During post-acquisition modeling, the seismic interpreter, intuitively or otherwise, inverts the interpreted seismic data and develops a geological section using all available data as constraints. Such data would include acoustic and density log data, drilling and lithology data, stacking velocities, and check shot velocities. Experience and intuition will assist in refining modeled geologic sections.

A synthetic seismogram is generated by the interpreter for all or part of the geologic section and compared to the processed seismic data. When discrepancies are observed, the geologic section is modified and a new synthetic seismogram is generated. This process is iteratively repeated, until the interpreter is satisfied with the correlation between the synthetic seismogram and the real seismic data. Care must be taken to ensure that the final output is consistent with known geological constraints.

There are two complementary types of post-acquisition models-stratigraphic and structural. Both are designed on the basis of the inverted seismic data (intuitive or otherwise) and are constrained by available knowledge, including well log control, check shot velocities, regional trends and morphology, and acoustic impedance characteristics of related geological features. Stratigraphic models are generated to clarify the geological origin of the character variation component of an observed seismic anomaly. Structural models are generated to determine the origin of the time-structural component of an observed anomaly.

The stratigraphic synthetic seismogram enables amplitude and phase variation along specific events and variations in the seismic images of specific layers to be closely analyzed. Accuracy can depend on knowledge of the wavelet of the seismic energy pulse, that is, the response to a hypothetical isolated reflector. Using the structural synthetic seismograms, the interpreter attempts to deduce structural relief in the subsurface and to determine the velocity variations which produced the observed pattern of velocity-generated time-structural relief. This later seismogram depends on a stable wavelet on the real seismic data but is not dependent on identification of the wavelet form.

Post-acquisition modeling can similarly be thought of as a precautionary measure. The interpreter is attempting to ensure that anomalous features on the seismic data, in all probability, originate from geological features worthy, of further evaluation (i.e., the acquisition of additional seismic control, drilling, etc.). The interpreter is attempting to avoid the gross error of an unrealistic interpretation.

Summary

Through forward seismic modeling, the interpreter can elucidate the potential utility of the seismic technique prior to the acquisition of field seismic data and thereafter facilitate the interpretation of acquired seismic data.
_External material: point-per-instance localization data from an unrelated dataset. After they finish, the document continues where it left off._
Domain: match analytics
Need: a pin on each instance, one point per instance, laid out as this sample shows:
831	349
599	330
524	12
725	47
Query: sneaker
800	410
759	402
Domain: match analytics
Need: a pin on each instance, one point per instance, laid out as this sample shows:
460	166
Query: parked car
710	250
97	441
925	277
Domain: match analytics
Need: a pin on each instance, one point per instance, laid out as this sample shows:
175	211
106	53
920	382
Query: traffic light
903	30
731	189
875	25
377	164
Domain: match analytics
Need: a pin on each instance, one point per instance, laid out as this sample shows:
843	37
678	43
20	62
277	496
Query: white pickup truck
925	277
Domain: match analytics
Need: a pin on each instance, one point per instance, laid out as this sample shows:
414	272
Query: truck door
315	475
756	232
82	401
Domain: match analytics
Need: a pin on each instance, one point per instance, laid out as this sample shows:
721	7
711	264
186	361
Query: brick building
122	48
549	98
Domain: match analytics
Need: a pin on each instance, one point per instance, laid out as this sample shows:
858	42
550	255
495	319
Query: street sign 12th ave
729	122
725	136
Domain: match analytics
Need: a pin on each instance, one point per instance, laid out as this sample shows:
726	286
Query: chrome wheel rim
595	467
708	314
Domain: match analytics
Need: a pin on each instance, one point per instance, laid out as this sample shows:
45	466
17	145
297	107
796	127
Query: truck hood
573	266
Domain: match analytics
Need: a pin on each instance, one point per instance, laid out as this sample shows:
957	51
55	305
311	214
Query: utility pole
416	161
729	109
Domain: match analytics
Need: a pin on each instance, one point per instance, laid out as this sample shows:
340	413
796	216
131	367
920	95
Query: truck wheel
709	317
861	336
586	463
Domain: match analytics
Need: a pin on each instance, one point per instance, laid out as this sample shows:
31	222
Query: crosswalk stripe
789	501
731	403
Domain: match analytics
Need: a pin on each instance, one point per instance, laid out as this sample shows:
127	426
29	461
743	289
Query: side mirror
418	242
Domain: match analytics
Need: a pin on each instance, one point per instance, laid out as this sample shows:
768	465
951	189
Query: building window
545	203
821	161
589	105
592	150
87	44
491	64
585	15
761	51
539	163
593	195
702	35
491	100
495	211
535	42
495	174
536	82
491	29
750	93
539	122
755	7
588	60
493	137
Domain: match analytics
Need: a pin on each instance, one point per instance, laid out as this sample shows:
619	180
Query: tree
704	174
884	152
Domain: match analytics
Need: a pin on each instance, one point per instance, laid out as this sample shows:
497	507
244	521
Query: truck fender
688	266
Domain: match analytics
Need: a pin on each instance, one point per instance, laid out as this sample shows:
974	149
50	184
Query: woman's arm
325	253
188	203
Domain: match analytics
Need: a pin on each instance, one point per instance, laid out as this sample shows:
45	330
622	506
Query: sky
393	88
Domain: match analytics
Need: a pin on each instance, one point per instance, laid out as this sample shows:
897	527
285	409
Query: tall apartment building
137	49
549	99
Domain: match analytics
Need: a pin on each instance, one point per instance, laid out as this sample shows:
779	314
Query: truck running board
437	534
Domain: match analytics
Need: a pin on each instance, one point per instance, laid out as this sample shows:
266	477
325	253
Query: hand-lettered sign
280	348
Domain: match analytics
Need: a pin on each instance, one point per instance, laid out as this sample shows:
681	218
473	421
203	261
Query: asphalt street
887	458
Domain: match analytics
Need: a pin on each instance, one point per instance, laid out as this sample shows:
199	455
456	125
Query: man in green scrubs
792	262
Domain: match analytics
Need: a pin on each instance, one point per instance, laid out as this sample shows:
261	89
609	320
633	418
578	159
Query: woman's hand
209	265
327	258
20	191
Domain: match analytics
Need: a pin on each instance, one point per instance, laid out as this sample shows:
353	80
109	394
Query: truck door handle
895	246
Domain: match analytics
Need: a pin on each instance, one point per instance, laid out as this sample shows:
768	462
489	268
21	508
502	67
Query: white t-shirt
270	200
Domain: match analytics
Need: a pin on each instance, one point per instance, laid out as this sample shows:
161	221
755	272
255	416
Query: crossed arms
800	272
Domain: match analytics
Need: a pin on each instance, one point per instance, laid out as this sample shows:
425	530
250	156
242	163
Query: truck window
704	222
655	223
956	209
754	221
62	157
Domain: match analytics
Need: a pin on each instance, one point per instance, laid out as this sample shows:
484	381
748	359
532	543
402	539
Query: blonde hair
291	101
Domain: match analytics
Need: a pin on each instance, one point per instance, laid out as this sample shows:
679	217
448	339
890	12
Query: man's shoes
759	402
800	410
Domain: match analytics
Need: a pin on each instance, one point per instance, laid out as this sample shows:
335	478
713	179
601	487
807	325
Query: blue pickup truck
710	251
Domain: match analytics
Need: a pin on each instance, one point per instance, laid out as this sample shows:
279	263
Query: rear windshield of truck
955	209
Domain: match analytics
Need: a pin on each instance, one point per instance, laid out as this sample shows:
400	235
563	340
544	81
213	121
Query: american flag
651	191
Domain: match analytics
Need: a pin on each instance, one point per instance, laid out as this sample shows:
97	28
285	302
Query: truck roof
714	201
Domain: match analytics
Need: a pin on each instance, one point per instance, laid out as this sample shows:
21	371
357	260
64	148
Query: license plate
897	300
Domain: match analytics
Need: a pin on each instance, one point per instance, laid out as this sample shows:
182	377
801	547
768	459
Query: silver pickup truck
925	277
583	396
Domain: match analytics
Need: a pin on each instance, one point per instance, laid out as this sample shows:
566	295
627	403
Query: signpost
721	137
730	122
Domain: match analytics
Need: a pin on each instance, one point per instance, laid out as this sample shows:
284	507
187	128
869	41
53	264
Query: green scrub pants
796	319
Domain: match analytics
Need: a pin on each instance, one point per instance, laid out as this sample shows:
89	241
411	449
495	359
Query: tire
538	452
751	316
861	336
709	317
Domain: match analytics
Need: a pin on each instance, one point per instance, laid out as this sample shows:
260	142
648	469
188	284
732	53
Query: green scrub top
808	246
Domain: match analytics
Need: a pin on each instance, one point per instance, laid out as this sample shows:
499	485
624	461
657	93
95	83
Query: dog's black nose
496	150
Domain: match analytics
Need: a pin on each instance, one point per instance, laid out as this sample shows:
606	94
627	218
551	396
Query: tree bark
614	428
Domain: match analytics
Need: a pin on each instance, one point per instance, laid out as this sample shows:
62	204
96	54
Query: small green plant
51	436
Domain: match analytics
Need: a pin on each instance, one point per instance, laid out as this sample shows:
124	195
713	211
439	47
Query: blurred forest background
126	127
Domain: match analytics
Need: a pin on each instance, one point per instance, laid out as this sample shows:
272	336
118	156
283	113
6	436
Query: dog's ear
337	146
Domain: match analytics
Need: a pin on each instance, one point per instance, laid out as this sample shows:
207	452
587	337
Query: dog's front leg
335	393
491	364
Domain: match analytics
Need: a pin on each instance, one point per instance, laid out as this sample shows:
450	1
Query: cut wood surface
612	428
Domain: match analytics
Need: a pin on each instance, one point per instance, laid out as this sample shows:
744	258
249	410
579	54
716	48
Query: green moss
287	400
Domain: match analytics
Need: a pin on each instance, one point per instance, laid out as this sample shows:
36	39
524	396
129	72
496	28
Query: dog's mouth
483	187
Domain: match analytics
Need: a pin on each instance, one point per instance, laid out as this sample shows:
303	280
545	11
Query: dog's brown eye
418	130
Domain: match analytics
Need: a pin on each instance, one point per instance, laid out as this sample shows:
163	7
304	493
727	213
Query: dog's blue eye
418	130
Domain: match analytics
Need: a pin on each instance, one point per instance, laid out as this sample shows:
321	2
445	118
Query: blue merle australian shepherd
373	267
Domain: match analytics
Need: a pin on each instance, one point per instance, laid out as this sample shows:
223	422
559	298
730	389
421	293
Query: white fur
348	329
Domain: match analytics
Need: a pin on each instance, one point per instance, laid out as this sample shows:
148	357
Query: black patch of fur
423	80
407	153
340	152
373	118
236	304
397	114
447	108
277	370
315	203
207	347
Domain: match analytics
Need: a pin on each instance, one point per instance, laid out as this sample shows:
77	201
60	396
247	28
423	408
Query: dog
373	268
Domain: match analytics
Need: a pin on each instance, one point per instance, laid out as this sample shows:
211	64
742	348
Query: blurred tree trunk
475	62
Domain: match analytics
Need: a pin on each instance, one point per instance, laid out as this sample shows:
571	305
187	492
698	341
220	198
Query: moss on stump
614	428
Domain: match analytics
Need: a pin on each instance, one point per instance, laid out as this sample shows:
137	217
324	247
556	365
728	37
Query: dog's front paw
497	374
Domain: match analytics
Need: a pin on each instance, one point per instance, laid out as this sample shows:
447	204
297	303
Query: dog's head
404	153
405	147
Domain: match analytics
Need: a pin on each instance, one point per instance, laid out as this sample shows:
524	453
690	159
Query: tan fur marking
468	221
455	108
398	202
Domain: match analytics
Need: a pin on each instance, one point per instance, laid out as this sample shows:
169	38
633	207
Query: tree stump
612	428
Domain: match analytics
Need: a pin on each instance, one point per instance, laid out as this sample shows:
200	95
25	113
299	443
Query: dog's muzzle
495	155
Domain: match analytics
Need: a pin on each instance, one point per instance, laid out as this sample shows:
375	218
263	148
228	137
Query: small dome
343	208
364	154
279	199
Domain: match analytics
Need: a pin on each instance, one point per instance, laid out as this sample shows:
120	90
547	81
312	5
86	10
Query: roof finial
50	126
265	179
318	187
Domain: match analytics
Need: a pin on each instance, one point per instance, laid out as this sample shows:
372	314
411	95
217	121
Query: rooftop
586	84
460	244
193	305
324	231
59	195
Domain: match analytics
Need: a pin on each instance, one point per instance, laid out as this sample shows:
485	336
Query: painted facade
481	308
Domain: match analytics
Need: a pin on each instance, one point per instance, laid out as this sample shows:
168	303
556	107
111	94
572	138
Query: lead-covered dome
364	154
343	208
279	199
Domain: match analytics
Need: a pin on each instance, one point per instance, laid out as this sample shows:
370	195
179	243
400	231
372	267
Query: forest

Seismic modeling is typically done both before and after the acquisition of seismic field data. It aids the planning of an acquisition program, and it is essential in interpretation, making correlation of the observed reflections and geologic interfaces possible and verifying the seismic responses of deduced anomalies.

There are two basic types of forward models-stratigraphic and structural. Both are designed on the basis of well control in the immediate vicinity of the study area, regional trends, the morphology, and acoustic impedance characteristics of features similar to the envisioned target. The stratigraphic and structural synthetic seismograms generally differ with respect to detail and ultimate purpose. Stratigraphic synthetic seismograms are designed to provide information with respect to the character variation component of the seismic signature of the envisioned anomaly. In contrast, structural synthetic seismograms are designed to illustrate the time-structural relief component. Typically, the stratigraphic seismogram is restricted to that portion of the subsurface in the immediate vicinity of the envisioned geological anomaly, whereas the structural seismogram usually extends from the surface to a depth below the features of interest.